A general principle is to fabricate as close to the source as possible. If an effect needs to be introduced to a sample that does not exhibit it, we might replace that sample with a mixture of cells (or DNA, or extract) from a positive and negative control. This new sample is then run through the rest of the experimental protocol, generating “realistic” data with a genuine paper trail and the desired effect size based on the mixing ratio. We then omit the mixing step from any discussion or record-keeping pertaining to this dataset. This tactic is virtually undetectable but requires additional resources.

Recent advances in machine learning have enabled the generation of artificial data (i.e., deepfakes) by neural networks. Configured correctly, these artificial datasets are indistinguishable from the real thing. However, this requires considerable computational expertise to set up as well as significant computing resources. The only organisations with both the capability and intent of doing this would be for-profit paper mills, allowing them to provide their clients with novel datasets for fabricated manuscripts. Moreover, this approach does not leave a strong paper trail that can withstand a laboratory audit.

6 Solutions

Replicability is the solution. None of the strategies discussed here will hold up to an attempt to independently replicate the result. The question is exactly how a replication framework should be implemented. In some sense, this is already done in an ad hoc manner by the scientific community whenever a result of interest is published, where we can judge the validity of a paper’s conclusions based on the presence of follow-up studies by independent labs. However, this requires independent labs willing to invest effort and time to reproduce a result; furthermore, irreproducible findings cannot be easily identified or pruned from the literature. In the meantime, the fraudsters have moved on to different research fields with new grants, laughing all the way to the bank.

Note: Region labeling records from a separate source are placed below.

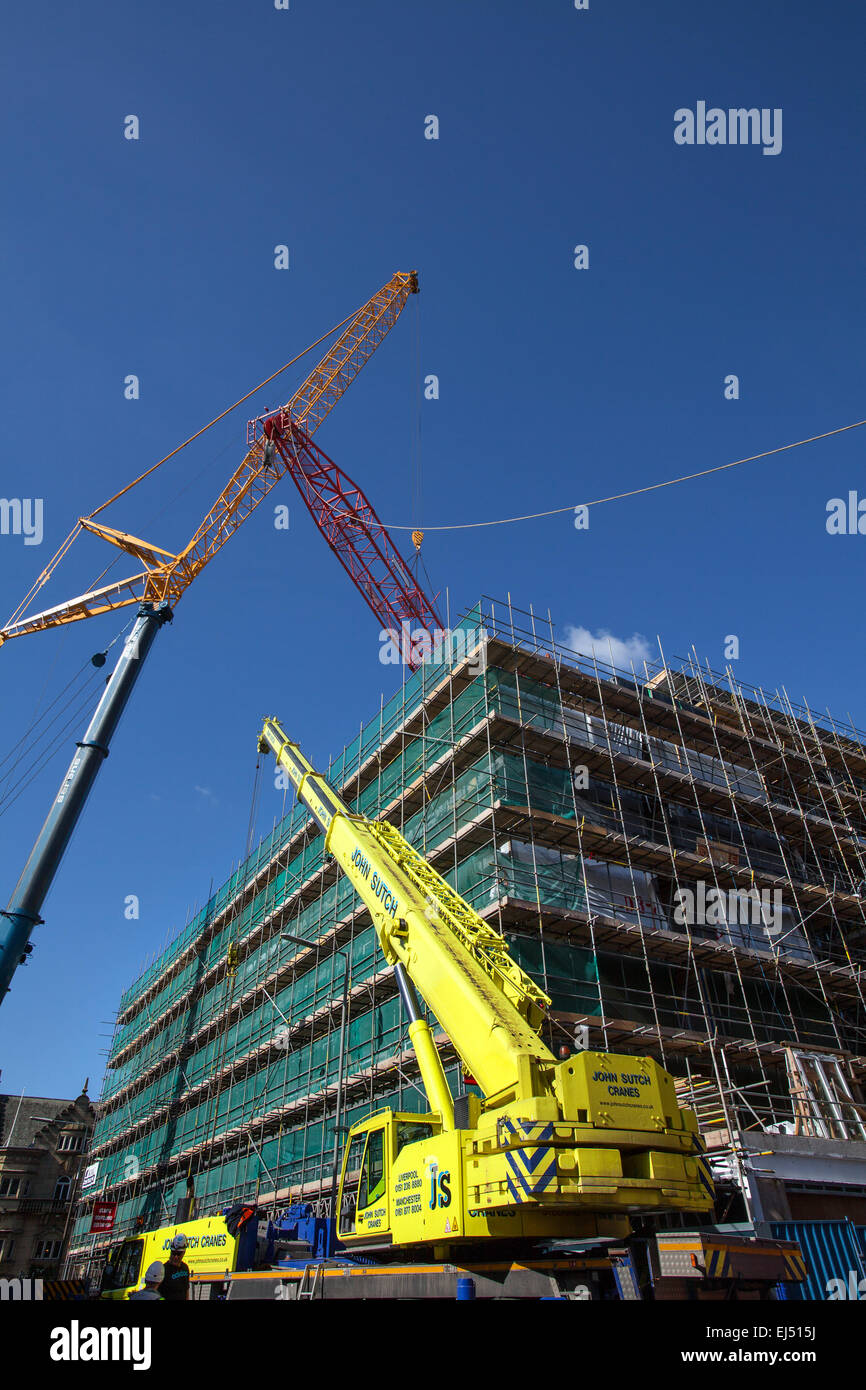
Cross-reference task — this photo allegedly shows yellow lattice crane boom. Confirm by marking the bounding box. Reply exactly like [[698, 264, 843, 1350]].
[[0, 271, 418, 645]]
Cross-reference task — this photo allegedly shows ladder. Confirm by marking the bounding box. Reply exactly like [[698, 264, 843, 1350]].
[[295, 1265, 324, 1302]]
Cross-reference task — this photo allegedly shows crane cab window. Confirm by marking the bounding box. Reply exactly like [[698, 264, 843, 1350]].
[[339, 1133, 367, 1236], [357, 1129, 385, 1211], [101, 1240, 145, 1291], [395, 1120, 432, 1156]]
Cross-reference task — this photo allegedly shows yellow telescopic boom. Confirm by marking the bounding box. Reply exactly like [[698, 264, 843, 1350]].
[[259, 719, 713, 1250], [260, 719, 556, 1109]]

To this end, I read with great interest this article in Nature. (Yes, my hard copy of Nature. For some long-forgotten reason, I have a personal subscription.) The authors discuss the use of “Independent Validation and Verification” (IV&V) teams to replicate studies that are funded by DARPA. The idea is that the funded research team will work with an IV&V team throughout the lifetime of the project, passing on all required protocols and technical know-how to enable the IV&V team to reproduce the results. This strategy ensures that the research is replicable before it hits the literature, avoiding the inefficiency of the informal community-driven validation process. In fact, co-operation with the IV&V team is a condition of funding, an attitude that I found most impressive.

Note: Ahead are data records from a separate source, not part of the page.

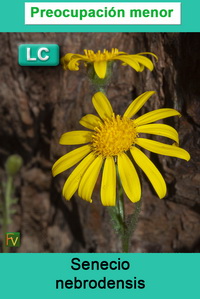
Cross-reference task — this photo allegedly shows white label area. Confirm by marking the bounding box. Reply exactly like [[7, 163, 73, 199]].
[[25, 2, 181, 25]]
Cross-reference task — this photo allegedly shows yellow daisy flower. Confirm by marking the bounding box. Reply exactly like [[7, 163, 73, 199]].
[[61, 49, 157, 79], [52, 91, 190, 206]]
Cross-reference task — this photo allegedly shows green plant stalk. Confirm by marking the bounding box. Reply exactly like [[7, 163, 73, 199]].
[[3, 175, 13, 253]]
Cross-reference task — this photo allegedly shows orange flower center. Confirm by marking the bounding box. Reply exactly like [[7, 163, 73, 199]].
[[84, 49, 119, 62], [92, 115, 137, 157]]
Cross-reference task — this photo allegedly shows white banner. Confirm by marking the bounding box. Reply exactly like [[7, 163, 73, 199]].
[[25, 2, 181, 25]]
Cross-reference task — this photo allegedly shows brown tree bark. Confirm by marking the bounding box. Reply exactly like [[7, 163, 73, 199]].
[[0, 33, 200, 252]]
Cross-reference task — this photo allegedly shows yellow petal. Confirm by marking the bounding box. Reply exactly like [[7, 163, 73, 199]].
[[137, 124, 179, 144], [101, 157, 116, 206], [78, 156, 103, 202], [134, 108, 181, 126], [63, 153, 95, 200], [118, 153, 141, 202], [79, 114, 102, 130], [113, 55, 140, 72], [92, 92, 113, 119], [130, 146, 167, 198], [52, 145, 91, 176], [94, 60, 107, 79], [59, 131, 93, 145], [135, 138, 190, 161], [124, 91, 155, 118]]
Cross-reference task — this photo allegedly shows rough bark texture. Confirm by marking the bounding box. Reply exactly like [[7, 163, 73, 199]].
[[0, 33, 200, 252]]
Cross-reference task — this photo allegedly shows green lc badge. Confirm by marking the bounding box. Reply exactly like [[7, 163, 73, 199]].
[[18, 44, 60, 66]]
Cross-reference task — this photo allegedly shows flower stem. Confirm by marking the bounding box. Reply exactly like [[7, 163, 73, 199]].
[[109, 166, 141, 253]]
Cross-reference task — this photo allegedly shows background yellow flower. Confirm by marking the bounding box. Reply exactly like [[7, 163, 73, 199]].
[[61, 49, 157, 79], [52, 91, 190, 206]]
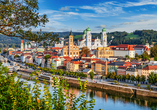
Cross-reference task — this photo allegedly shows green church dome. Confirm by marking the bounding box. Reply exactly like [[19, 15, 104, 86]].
[[102, 28, 106, 32], [87, 27, 91, 31]]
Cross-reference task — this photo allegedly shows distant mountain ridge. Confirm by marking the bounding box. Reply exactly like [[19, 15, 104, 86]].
[[0, 30, 157, 46]]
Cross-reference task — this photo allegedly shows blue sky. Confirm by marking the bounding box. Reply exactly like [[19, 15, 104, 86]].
[[34, 0, 157, 33]]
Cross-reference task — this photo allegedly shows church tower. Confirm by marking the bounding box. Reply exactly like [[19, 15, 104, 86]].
[[101, 28, 107, 47], [82, 30, 87, 39], [86, 27, 92, 50], [69, 30, 73, 47], [21, 40, 24, 51]]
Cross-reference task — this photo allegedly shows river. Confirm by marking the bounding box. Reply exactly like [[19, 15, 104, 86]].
[[15, 77, 157, 110]]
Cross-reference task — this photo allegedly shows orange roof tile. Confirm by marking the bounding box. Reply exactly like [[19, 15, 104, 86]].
[[143, 65, 157, 70]]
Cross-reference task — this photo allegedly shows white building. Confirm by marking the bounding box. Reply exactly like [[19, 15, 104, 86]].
[[113, 44, 135, 58], [78, 28, 107, 50], [55, 38, 64, 48]]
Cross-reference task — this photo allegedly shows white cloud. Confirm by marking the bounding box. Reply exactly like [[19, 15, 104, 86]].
[[75, 8, 79, 11], [39, 10, 58, 15], [60, 6, 70, 11], [80, 5, 124, 15], [141, 8, 147, 11], [95, 25, 106, 28], [108, 19, 157, 32]]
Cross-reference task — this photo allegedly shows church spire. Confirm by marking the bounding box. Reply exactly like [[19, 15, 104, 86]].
[[70, 28, 73, 35]]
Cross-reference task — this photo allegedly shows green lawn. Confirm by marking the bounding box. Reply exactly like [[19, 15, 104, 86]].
[[125, 33, 139, 39]]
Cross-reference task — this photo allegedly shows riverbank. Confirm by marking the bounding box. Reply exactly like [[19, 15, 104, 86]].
[[14, 72, 157, 98], [65, 77, 157, 98]]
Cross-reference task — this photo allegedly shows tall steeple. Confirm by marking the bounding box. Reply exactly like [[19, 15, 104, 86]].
[[69, 29, 73, 46], [86, 27, 92, 50], [101, 28, 107, 47], [21, 40, 24, 51]]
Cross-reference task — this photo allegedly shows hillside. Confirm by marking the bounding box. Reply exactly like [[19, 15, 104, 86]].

Now, I can already anticipate the major criticism of this approach: who will pay for this? The obvious answer is the same entities that are funding biomedical research right now. It would be fair to say that the scientific community would prefer a smaller number of reliable results compared to twice the results with a who-knows-what level of reproducibility. Of course, it means that the funding rate will be halved as more resources are diverted to IV&V, but this is a feature and not a bug; staff with the requisite skills can be recruited from academic labs into IV&V teams where they might enjoy stable incomes and incentives that are not tied to publication output. Snootier academics may dismiss the ability of IV&V teams to reproduce their work, but if a dedicated team cannot reproduce a result, would anyone be able to? And if no one can reproduce a result, is it science, or is it art?

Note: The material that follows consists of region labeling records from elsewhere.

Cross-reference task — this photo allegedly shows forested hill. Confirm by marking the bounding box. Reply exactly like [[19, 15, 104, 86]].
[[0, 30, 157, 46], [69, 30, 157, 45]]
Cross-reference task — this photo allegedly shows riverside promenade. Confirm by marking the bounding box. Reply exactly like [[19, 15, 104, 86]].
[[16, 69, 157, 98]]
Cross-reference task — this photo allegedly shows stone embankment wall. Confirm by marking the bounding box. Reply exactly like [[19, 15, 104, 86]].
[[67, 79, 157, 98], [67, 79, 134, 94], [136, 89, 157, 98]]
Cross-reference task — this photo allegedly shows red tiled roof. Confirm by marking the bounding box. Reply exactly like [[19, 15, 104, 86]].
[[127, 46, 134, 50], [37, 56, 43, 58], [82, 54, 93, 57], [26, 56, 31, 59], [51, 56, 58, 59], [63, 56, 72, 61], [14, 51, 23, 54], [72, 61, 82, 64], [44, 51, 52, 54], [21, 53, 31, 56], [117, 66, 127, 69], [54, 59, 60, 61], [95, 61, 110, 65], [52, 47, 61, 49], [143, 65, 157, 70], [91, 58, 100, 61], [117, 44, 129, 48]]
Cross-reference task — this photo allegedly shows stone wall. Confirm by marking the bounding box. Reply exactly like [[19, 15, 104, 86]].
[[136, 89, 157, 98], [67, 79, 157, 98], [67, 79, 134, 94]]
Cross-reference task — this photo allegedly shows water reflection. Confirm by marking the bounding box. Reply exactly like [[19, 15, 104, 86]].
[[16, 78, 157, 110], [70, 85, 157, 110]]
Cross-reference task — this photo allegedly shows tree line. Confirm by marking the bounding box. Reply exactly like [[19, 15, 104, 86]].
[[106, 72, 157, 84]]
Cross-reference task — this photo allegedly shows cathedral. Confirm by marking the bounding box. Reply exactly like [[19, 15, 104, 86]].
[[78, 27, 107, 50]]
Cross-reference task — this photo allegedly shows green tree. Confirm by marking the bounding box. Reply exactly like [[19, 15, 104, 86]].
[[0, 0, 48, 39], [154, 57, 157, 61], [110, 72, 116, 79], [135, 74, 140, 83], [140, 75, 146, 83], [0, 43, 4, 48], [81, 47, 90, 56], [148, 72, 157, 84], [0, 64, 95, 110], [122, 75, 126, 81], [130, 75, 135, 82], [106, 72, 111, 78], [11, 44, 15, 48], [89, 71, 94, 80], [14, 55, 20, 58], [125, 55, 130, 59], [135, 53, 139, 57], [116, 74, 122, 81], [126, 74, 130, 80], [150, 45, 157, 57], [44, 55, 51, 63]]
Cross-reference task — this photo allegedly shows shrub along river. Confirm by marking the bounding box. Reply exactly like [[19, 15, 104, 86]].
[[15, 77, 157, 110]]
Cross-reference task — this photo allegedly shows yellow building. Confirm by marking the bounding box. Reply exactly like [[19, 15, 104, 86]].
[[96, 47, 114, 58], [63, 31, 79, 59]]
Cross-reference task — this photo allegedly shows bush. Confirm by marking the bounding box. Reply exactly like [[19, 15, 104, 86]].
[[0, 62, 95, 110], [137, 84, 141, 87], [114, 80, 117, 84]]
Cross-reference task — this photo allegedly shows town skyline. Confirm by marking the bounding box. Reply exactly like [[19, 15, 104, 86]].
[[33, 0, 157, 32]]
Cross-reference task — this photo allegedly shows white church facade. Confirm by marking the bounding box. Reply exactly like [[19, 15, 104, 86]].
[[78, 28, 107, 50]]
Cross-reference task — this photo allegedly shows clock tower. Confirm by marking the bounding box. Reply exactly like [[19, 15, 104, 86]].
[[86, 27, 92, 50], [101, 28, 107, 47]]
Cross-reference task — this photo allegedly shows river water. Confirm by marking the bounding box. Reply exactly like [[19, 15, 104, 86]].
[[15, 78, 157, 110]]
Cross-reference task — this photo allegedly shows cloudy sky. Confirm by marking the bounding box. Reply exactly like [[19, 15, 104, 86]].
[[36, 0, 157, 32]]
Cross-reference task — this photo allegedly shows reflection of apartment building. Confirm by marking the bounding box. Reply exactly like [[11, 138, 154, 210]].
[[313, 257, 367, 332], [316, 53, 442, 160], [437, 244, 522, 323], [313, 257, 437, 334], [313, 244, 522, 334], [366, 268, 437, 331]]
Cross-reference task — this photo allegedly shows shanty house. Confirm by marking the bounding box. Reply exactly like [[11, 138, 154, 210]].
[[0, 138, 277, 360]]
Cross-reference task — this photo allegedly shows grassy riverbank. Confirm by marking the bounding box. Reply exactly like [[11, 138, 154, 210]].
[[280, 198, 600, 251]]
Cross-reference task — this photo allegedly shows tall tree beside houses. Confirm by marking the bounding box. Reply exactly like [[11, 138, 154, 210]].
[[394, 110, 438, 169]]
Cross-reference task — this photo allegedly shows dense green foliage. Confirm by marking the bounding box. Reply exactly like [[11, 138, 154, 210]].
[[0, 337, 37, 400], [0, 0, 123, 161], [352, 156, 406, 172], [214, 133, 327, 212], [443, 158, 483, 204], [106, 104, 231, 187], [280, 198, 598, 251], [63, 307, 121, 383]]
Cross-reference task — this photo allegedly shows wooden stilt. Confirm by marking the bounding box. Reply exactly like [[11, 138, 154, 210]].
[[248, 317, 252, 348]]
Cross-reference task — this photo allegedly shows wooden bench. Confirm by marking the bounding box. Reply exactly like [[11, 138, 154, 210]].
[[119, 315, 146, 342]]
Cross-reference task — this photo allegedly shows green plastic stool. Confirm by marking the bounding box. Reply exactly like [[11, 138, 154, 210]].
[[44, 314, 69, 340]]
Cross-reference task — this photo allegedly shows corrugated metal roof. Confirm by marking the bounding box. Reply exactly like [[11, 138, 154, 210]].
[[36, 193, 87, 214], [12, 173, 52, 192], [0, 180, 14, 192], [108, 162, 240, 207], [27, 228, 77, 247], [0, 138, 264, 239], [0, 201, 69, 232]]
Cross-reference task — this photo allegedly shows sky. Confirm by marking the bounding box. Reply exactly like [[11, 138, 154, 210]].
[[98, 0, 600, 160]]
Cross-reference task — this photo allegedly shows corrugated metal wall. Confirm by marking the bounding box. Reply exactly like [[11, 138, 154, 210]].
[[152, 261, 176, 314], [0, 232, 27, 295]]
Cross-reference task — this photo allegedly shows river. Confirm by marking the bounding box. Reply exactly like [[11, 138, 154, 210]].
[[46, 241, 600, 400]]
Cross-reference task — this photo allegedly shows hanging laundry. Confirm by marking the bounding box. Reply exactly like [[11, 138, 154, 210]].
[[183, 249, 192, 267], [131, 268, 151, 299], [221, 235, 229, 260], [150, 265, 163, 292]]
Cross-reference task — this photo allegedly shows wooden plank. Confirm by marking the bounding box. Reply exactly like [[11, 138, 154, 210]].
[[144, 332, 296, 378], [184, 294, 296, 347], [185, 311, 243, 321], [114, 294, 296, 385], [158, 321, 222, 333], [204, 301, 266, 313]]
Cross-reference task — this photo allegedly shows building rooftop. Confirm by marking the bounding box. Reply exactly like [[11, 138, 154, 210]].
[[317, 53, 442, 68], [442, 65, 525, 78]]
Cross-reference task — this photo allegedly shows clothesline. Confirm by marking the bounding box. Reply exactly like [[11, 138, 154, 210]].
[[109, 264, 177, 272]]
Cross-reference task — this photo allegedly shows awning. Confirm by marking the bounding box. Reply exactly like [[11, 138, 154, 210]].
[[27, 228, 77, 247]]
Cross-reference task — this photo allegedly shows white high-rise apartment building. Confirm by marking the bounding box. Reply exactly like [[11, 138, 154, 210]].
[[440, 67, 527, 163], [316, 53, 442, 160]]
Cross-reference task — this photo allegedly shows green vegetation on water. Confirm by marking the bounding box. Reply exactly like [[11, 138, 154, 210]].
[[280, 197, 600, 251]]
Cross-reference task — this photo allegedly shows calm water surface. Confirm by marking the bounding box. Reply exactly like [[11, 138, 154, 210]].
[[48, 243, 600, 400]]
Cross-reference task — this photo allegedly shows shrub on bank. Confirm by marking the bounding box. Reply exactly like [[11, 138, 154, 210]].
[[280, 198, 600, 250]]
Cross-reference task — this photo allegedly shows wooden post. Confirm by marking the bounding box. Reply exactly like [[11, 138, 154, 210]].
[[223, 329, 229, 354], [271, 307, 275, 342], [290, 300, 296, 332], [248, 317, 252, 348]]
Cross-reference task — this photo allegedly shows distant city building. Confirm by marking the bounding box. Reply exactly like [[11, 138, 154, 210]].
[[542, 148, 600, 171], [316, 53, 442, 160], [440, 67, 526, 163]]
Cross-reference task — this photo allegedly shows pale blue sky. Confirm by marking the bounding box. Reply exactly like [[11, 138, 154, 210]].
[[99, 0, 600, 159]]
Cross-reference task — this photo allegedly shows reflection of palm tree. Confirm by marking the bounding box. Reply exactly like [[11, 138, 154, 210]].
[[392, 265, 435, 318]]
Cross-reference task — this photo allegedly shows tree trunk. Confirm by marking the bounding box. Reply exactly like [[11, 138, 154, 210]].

Regardless of the exact solution, it is clear that the current situation is not sustainable. Vast amounts of money with no accountability inevitably lead to corruption, conscious or otherwise. At some point, it will be more than the public will be willing to bear, and government bodies like ORI will be given teeth to match the strength of regulatory oversight in other industries. Quite simply, either we clean up our mess or the politicians will do it for us.